Tanzanie : le nombre réel de victimes des violences post-électorales reste contesté
Un rapport gouvernemental sous le feu des critiques
Six mois après les élections présidentielles du 29 octobre 2025, la Tanzanie entre dans une phase de tensions persistantes. Ce 23 avril, la commission d’enquête officielle dirigée par le gouvernement a rendu public son rapport sur les violences post-électorales. Avec un bilan officiel de 518 morts, les autorités espèrent tourner la page d’un épisode sanglant. Pourtant, cette annonce est accueillie avec scepticisme, voire indignation, par l’opposition et les défenseurs des droits humains.

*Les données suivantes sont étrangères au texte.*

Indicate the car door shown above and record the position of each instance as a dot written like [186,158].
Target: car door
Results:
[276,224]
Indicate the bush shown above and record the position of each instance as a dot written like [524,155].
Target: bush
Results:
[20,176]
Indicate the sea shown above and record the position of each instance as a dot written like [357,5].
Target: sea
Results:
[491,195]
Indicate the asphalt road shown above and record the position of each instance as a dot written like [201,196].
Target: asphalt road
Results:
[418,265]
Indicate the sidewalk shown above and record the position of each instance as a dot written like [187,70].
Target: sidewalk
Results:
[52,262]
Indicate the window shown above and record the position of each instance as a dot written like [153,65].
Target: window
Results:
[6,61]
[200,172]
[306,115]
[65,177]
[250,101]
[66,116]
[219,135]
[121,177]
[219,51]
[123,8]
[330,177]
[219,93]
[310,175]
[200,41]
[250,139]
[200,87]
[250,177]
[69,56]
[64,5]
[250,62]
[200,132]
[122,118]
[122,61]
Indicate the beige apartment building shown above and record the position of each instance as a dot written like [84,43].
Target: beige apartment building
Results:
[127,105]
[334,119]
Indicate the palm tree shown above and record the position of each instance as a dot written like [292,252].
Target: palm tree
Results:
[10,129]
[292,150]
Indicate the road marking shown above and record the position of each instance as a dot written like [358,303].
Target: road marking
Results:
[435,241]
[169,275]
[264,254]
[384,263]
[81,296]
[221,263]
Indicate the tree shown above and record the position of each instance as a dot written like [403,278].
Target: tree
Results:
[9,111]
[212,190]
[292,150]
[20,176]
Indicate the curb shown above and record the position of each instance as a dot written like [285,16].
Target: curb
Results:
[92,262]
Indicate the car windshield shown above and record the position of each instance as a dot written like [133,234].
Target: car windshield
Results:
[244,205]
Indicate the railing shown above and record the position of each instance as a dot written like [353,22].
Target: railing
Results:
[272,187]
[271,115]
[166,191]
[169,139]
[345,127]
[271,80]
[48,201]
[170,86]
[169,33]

Les conclusions controversées de la commission
Le document, présenté à Dar es Salaam, attribue les 518 décès à des affrontements entre manifestants et forces de l’ordre, ainsi qu’à des violences intercommunautaires. Le gouvernement reconnaît pour la première fois l’ampleur de la crise, mais insiste sur le caractère « spontané et non maîtrisé » de ces événements. Selon les autorités, la majorité des victimes seraient le résultat de débordements lors de rassemblements interdits. Le rapport met également en cause certains responsables politiques pour avoir attisé les tensions.
Un décalage flagrant avec les estimations indépendantes
Le chiffre de 518 morts, bien que dramatique, est immédiatement contesté. Plusieurs acteurs politiques et organisations non gouvernementales dénoncent une minimisation délibérée des violences.

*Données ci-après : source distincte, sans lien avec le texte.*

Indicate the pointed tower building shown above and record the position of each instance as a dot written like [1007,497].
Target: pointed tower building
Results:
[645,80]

- L’opposition politique : Pour les partis d’opposition, le vrai bilan dépasse largement les milliers de victimes. Ils pointent également l’absence de toute mention concernant les disparitions forcées dans le rapport officiel.
- Les ONG internationales : S’appuyant sur des données satellitaires et des témoignages de terrain, plusieurs organisations estiment que la répression a été « méthodique et organisée ». Elles rejettent la thèse d’une réponse policière désordonnée, privilégiant celle d’une stratégie répressive planifiée.
Entre reconnaissance diplomatique et impunité
En publiant ce bilan, le gouvernement tente de concilier deux impératifs : reconnaître une part de responsabilité pour apaiser les critiques internationales, tout en évitant de s’exposer à des poursuites pour crimes contre l’humanité. Cette démarche est interprétée par certains observateurs comme une tentative de « réhabilitation à moindre coût » de l’image du régime.
« Ce rapport n’a pas pour but de rétablir la vérité, mais de blanchir le pouvoir aux yeux du monde », a déclaré sous anonymat un représentant d’une organisation locale de la société civile.
La réconciliation nationale en question
Le rapport marque-t-il le début d’une réconciliation ou l’amorce d’une nouvelle fracture ? En Tanzanie, l’exigence d’une enquête indépendante et transparente se renforce chaque jour.
Pour de nombreux analystes, tant que les zones d’ombre persistent – à savoir le nombre réel de victimes et l’identification des responsables des violences –, les tensions de 2025 continueront de peser sur la stabilité politique du pays. La Tanzanie se retrouve face à une réalité morcelée, où chaque partie refuse de reconnaître les faits établis par l’autre.